Zurück zu literarischen Veranda. Das Programm. Veronika Peters (Nackt war ich am schönsten; Das Herz von Paris; Was in zwei Koffer passt), 18 Uhr in der Pop Bar. Christoph Peters (Innerstädtischer Tod; Der Sandkasten; Krähen im Park; Tage in Tokio), 19 Uhr, Pop Bar . Julia Holbe (Man müsste versuchen, glücklich zu sein; Unsere glücklichen Tage) 17 Uhr, Remise Catja Schulze-Böckinghoff. Alina Herbing, (Niemand ist bei den Kälbern; Tiere, vor denen man Angst haben muss),18 Uhr, Remise . Dallach, Dorau, Thomalla, (Die Wahrheit über kid p), Pop Bar, 20 Uhr. Max Czollek (Desintegriert euch; Versöhnungs Theater; Gute Enden), 21 Uhr, Pop Bar. Pfarrkirche St Georg, 22 Uhr: Vincent Moon`s Live Cinema. Für alle Veranstaltungen gilt das Festivalbändchen als Eintrittskarte.

Kleingroßanders

Haldern Pop, das zeigt sich einmal mehr, ist kleingroßanders – irgendwie alles gleichzeitig. „Wir haben damals dieses Festival ins Leben gerufen, weil wir den Leuten zeigen wollten, was wir gut finden“, sagt Stefan Reichmann, „und das ist noch immer so. Wir verkaufen Tickets, um ein Festival zu machen. Wir machen kein Festival, um Tickets zu verkaufen.“ Haldern war ist und bleibt ein Schaukasten für das Mögliche. „Natürlich sagen viele aus der Rückschau: Früher habt ihr große Namen gehabt.

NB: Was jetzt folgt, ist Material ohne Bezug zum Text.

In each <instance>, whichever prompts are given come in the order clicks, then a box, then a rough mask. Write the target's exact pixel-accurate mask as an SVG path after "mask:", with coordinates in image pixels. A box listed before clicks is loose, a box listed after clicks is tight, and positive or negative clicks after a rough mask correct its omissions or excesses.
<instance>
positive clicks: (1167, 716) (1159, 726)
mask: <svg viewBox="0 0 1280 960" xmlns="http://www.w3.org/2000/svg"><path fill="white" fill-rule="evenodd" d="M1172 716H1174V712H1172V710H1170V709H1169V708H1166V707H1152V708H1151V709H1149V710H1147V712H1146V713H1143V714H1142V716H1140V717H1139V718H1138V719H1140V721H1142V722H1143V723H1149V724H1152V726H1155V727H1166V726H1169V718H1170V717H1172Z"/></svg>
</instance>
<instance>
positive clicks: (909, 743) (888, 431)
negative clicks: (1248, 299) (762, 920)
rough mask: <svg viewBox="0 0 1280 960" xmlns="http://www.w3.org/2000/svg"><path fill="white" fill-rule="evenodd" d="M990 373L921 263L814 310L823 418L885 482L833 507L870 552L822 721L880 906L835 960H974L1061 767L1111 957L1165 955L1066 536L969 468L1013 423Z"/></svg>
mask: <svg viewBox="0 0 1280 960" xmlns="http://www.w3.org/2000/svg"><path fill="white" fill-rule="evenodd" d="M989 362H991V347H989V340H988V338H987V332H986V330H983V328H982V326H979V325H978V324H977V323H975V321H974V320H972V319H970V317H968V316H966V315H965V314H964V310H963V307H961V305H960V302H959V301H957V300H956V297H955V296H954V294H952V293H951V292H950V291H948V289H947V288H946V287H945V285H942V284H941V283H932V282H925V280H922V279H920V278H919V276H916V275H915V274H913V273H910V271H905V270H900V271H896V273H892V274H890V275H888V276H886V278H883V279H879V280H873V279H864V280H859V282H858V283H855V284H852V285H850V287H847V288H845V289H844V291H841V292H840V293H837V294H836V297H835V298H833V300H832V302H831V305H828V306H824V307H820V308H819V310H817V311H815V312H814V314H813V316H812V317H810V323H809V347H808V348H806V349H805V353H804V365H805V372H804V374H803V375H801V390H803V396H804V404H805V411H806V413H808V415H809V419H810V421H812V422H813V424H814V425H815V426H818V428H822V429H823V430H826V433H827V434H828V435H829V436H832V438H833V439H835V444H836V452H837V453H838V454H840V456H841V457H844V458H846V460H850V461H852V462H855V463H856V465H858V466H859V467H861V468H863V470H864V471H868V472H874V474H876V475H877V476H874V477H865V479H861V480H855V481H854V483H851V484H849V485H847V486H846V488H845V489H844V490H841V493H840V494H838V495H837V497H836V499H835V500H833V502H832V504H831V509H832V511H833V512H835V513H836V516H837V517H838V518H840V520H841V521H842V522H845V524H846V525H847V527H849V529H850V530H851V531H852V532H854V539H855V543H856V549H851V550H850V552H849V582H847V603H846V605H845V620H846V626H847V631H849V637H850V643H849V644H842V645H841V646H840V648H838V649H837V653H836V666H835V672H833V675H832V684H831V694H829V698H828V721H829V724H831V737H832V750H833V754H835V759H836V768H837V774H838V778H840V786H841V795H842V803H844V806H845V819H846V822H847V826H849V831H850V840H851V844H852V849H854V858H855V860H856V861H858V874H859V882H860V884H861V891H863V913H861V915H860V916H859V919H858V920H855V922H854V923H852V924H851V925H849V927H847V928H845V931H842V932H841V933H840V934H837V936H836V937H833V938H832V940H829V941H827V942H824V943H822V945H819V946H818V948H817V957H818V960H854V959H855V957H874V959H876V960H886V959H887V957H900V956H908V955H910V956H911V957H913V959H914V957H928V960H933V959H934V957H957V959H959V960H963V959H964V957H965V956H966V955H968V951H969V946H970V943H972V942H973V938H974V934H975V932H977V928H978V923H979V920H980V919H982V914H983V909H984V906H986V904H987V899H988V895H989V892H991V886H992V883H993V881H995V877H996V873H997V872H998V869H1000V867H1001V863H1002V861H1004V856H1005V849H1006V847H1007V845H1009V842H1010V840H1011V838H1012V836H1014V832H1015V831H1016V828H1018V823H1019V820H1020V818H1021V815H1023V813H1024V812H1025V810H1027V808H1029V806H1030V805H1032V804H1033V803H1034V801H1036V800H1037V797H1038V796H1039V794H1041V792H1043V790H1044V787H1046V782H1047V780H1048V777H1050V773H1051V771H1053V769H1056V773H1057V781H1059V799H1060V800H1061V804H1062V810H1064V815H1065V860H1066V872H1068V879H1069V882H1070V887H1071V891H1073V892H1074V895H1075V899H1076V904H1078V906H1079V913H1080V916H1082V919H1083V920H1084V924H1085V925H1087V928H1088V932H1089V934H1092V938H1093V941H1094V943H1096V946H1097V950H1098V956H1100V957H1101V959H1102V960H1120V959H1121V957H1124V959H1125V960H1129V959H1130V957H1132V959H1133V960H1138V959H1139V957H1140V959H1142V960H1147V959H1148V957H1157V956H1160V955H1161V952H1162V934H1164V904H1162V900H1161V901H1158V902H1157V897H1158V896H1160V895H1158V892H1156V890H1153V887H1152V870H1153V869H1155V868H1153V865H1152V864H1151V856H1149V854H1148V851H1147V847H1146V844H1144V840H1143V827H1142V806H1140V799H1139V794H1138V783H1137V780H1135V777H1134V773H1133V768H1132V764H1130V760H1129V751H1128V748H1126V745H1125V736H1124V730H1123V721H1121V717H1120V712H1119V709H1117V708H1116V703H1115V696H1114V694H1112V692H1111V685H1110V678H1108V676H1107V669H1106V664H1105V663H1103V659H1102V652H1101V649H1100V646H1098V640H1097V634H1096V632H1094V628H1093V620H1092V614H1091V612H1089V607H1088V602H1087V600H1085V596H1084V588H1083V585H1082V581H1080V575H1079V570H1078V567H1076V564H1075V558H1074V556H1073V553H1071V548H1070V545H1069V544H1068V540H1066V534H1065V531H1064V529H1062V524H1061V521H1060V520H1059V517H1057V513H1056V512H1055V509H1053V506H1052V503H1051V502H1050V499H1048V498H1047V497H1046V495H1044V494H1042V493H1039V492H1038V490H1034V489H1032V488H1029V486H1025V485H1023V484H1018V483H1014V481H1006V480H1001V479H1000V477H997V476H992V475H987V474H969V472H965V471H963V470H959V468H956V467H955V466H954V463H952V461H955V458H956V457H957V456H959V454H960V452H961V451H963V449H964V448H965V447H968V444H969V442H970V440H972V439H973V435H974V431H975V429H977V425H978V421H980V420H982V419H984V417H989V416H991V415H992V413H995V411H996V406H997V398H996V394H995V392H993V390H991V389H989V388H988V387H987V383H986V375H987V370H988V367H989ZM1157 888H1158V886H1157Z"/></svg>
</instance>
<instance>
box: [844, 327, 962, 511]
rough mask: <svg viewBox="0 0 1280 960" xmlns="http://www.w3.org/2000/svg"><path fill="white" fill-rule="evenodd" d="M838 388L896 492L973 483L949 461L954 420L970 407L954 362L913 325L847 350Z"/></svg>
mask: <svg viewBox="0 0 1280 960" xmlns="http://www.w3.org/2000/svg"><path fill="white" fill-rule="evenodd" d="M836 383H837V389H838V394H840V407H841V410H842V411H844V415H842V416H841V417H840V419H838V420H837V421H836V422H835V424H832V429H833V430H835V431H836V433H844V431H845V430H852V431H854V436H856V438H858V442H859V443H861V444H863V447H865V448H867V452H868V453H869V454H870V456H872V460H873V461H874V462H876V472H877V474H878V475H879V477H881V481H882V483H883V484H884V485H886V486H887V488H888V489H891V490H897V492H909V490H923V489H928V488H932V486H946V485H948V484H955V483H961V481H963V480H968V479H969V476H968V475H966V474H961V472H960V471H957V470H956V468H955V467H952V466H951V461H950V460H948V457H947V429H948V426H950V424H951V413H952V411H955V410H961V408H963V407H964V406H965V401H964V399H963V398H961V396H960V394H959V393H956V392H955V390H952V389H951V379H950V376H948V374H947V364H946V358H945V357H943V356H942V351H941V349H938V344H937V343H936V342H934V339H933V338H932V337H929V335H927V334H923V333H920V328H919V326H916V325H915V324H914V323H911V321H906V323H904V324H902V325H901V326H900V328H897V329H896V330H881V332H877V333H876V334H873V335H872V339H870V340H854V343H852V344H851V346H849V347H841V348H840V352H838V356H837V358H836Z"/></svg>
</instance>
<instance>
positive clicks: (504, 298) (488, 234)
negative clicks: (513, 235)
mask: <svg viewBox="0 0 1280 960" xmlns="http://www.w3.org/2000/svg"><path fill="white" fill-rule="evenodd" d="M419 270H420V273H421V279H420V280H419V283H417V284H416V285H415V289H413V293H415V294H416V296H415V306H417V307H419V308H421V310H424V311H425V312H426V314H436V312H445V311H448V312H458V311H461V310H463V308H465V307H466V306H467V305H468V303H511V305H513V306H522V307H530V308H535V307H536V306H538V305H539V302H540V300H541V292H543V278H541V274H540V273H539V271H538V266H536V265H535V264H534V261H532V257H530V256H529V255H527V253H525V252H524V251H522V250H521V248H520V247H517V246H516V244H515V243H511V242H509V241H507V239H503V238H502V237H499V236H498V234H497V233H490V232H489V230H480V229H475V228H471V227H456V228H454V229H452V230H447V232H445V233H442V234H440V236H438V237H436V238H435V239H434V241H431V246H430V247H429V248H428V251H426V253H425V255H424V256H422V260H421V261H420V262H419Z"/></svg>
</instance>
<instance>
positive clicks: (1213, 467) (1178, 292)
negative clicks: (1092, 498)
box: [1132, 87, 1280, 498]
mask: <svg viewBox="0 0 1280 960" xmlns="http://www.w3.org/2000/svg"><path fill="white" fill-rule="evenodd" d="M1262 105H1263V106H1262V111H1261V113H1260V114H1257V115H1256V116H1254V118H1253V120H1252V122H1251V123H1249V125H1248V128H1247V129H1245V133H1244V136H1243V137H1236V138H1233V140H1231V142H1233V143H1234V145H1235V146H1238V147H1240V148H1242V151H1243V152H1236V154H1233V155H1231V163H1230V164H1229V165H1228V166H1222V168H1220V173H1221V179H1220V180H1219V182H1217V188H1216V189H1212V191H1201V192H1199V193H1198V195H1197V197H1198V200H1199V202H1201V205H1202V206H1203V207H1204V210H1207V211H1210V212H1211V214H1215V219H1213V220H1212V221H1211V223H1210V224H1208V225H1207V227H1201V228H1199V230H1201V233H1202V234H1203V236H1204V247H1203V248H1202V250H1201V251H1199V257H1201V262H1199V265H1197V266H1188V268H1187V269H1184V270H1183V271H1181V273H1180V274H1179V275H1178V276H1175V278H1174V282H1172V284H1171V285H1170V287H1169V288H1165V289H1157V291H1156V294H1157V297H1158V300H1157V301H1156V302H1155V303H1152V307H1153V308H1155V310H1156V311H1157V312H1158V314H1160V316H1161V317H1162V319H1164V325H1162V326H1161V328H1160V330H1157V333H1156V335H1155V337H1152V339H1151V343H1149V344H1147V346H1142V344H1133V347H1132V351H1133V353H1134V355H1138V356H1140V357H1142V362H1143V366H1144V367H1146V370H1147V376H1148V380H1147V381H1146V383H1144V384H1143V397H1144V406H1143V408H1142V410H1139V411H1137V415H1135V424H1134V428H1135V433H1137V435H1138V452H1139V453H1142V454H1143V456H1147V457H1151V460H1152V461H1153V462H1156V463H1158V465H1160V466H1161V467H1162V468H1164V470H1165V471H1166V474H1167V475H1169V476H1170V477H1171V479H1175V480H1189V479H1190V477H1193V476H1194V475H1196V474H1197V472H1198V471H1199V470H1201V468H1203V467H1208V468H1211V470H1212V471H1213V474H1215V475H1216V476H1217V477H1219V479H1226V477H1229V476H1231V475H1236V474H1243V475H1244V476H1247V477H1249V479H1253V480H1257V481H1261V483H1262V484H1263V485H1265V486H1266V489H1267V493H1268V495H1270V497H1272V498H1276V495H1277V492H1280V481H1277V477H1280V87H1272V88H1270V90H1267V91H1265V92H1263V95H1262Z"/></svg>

Dabei wird dann gern gesehen, dass die Leute, als sie bei uns gespielt haben, noch nicht bekannt waren.“ Es ist wie mit dem Kunstsammeln: Du kannst dich auf die großen Namen konzentrieren oder dem Neuen einen Platz einräumen, ohne dabei an Werststeigerungen zu denken. Reichmann: „Manche wünschen sich ‚Vorfreude mit Geländer‘ – das dient dann als Sicherheit.“

Kein schriller Vogel

Auch bei den Machern werde gestritten – diskutiert. „Das gehört einfach dazu.“ Wie die literarische Veranda angenommen wird, muss sich zeigen. Haldern ist unter den Festival kein schriller Vogel – eigentlich mehr das, was paradoxerweise Geheimtipp zu nennen wäre. Muss man zurück in die Zeit, da am zweiten Vorverkaufstag alle Tickets weg waren? Die einen sagen so – die anderen so. Vielleicht muss es auch darum gehen, Haltung zu zeigen und durchzuhalten. Gewonnen haben am Ende die, die gekommen sind und bereichert die Heimreise antreten.